I've previously extolled the virtues of using a content management system, or CMS: it allows for the categorization, manipulation, and preservation of data. It also makes blogging a heckuva lot more fun: why deal with ugly code and clunky FTP clients when you can use a slick WYSIWYG editor and AJAX interface?
But all these improvements don't come for free. There's a cost, and it's complexity. Instead of a single password for your FTP account, now you also have a mySQL database password and a CMS administrator password, if not more. You'd think more passwords would mean more security, but the opposite is true. It's sort of like the observation Dr. Pulaski made about Klingon physiology: multiple redundant organs (two livers, three lungs) may look good on paper, but it only increases the chances of organ failure.
As an example, I offer my own recent experience, when a blog post I wrote was unexpectedly made popular at Digg, a social networking site. My hosting company was unprepared for the influx of traffic and responded by moving not just the blog in question, but all 13 of my domains from a "production server" to a "stabilization server".
Meant as a courtesy to keep my sites running, this transition instead proved devastating. Normally, when a visitor accesses my site, her Web browser makes a request for my site's content. My CMS processes that request and serves the content that is displayed in the browser. All that magic is done in a language called PHP. Whether by design or not, this secondary server did not support PHP. The result was that visitors saw not the requested content, but the PHP code that normally handles the request. In my case, that PHP code included my database names and passwords.

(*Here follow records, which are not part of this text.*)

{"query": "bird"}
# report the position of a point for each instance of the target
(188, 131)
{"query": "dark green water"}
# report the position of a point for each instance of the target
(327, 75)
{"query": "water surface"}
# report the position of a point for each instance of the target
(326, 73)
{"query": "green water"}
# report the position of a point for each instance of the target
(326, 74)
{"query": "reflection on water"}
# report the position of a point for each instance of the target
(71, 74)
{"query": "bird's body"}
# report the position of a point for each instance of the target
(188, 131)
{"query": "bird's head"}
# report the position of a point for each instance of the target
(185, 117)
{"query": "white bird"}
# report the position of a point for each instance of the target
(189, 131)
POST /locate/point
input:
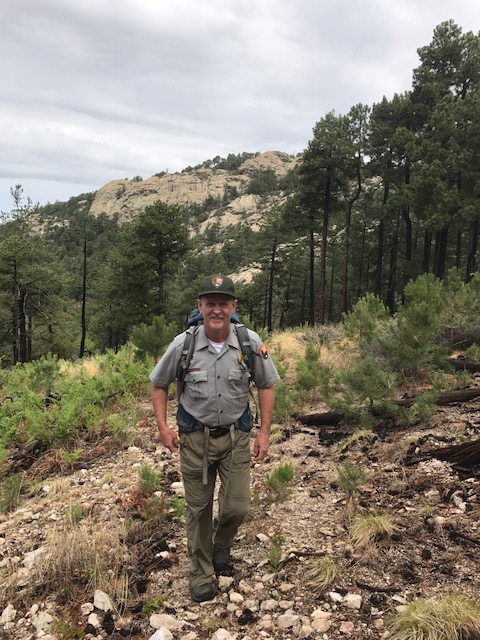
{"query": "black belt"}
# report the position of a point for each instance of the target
(218, 432)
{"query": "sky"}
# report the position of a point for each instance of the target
(100, 90)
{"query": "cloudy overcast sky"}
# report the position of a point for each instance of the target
(98, 90)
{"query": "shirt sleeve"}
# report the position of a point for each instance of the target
(165, 371)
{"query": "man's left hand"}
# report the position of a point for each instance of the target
(260, 447)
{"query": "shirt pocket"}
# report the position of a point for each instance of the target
(238, 382)
(196, 383)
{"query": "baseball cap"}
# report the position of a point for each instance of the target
(217, 284)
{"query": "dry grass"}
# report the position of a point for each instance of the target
(290, 346)
(321, 573)
(446, 617)
(370, 527)
(81, 560)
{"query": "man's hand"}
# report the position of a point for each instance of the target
(169, 439)
(260, 446)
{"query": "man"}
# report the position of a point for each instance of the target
(214, 422)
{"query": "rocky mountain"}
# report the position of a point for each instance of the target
(127, 198)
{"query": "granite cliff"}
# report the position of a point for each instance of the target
(127, 198)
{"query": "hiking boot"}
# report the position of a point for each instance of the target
(222, 561)
(202, 592)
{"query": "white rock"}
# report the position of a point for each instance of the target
(336, 597)
(347, 627)
(8, 614)
(102, 601)
(42, 622)
(262, 537)
(224, 582)
(162, 634)
(286, 620)
(32, 556)
(269, 605)
(86, 608)
(191, 615)
(94, 620)
(321, 625)
(352, 601)
(305, 631)
(245, 587)
(222, 634)
(235, 597)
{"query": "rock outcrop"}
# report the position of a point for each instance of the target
(127, 198)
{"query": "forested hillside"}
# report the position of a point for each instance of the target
(379, 196)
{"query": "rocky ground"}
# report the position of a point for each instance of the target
(434, 547)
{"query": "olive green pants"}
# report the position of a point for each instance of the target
(233, 497)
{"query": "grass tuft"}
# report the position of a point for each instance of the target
(449, 616)
(369, 527)
(322, 572)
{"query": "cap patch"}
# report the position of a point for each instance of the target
(217, 281)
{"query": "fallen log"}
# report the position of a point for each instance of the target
(464, 364)
(446, 397)
(466, 454)
(442, 399)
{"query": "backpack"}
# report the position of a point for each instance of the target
(193, 321)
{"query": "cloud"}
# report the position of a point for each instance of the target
(106, 89)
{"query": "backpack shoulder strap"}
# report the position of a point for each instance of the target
(185, 358)
(245, 346)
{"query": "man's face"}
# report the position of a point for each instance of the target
(217, 309)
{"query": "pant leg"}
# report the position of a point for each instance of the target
(198, 512)
(234, 494)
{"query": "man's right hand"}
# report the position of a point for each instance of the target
(169, 439)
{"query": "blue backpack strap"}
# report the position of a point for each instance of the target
(245, 346)
(184, 362)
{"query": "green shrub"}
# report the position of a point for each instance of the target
(365, 318)
(149, 480)
(280, 479)
(10, 490)
(350, 478)
(283, 403)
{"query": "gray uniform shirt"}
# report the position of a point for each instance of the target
(216, 385)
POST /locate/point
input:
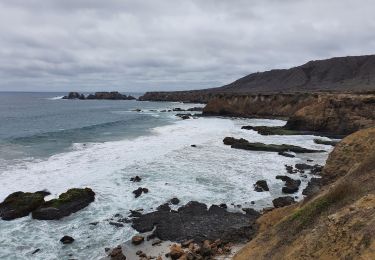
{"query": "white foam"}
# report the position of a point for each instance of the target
(169, 166)
(55, 98)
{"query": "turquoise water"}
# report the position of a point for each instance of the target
(35, 125)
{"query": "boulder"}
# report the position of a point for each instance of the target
(138, 192)
(67, 240)
(286, 154)
(283, 201)
(195, 221)
(174, 201)
(176, 251)
(69, 202)
(246, 145)
(261, 185)
(20, 204)
(313, 186)
(135, 179)
(137, 240)
(291, 185)
(117, 254)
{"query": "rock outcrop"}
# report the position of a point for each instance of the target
(20, 204)
(335, 223)
(195, 221)
(114, 95)
(246, 145)
(67, 203)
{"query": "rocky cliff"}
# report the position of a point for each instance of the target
(337, 223)
(340, 74)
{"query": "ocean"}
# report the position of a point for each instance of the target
(54, 144)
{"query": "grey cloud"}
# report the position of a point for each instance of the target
(166, 44)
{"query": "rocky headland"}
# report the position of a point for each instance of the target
(335, 222)
(114, 95)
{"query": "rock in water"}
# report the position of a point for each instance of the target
(20, 204)
(174, 201)
(246, 145)
(117, 254)
(195, 221)
(137, 240)
(67, 203)
(283, 201)
(67, 240)
(291, 185)
(261, 185)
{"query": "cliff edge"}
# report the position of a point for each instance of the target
(338, 223)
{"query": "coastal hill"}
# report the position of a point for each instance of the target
(353, 73)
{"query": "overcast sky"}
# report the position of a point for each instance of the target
(139, 45)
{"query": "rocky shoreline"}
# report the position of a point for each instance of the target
(114, 95)
(328, 113)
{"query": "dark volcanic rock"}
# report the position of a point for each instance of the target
(135, 179)
(117, 254)
(67, 203)
(246, 145)
(194, 221)
(320, 141)
(174, 201)
(67, 240)
(313, 186)
(291, 185)
(20, 204)
(261, 185)
(286, 154)
(138, 192)
(283, 201)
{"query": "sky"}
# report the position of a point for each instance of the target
(151, 45)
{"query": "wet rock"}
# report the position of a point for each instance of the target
(69, 202)
(20, 204)
(35, 251)
(156, 242)
(303, 166)
(137, 240)
(223, 205)
(261, 185)
(138, 192)
(67, 240)
(116, 224)
(286, 154)
(164, 207)
(117, 254)
(246, 145)
(325, 142)
(195, 221)
(316, 169)
(250, 211)
(175, 251)
(283, 201)
(291, 185)
(174, 201)
(313, 186)
(135, 179)
(289, 169)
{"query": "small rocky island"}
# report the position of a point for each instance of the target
(113, 95)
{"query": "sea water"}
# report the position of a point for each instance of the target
(54, 144)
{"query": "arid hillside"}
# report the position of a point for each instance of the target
(337, 223)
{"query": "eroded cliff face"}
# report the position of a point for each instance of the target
(273, 105)
(340, 114)
(338, 223)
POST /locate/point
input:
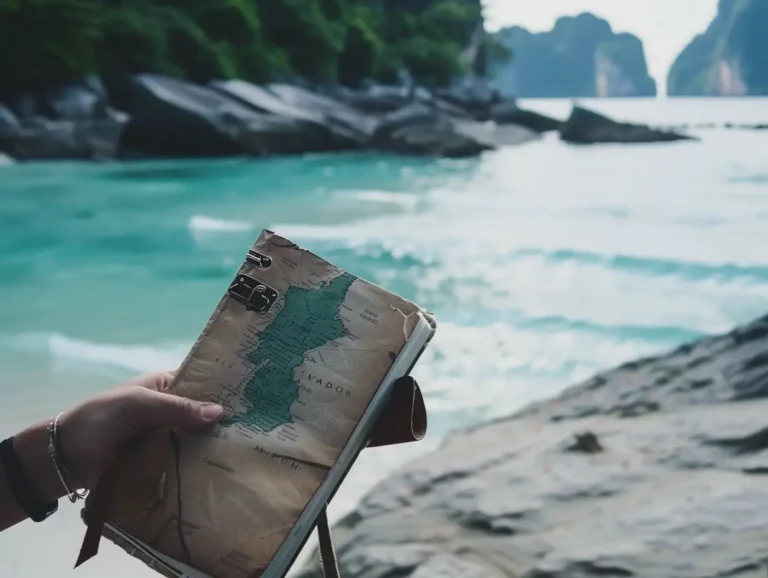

Fortunately, the damage was mitigated by the fact that access to my databases is limited by IP address. For example, given the right username and password, someone might be able to access my data from a computer at Emerson, but not one at Mohegan Sun. All 13 of my sites were still completely inaccessible for the most popular 40 hours of their lives, but at least when they came back up, I wasn't too worried about they integrity.
Still, just to be sure, I spent the next weekend signing a contract with a new hosting company, changing all my usernames and passwords and uploading all my sites to their server. I've also explored ways to make sure that sensitive PHP code is never served to a site visitor, no matter the circumstances. It was definitely a learning experience.
Would all this have happened if I was using static HTML files instead of complex PHP code? Probably not. Is it worth the risk? Definitely. Thanks to the power of the CMS, I could've imported my sites into any number of other systems, including Blogspot and Drupal. Try doing that with plain HTML. (Oh, wait — I already did.)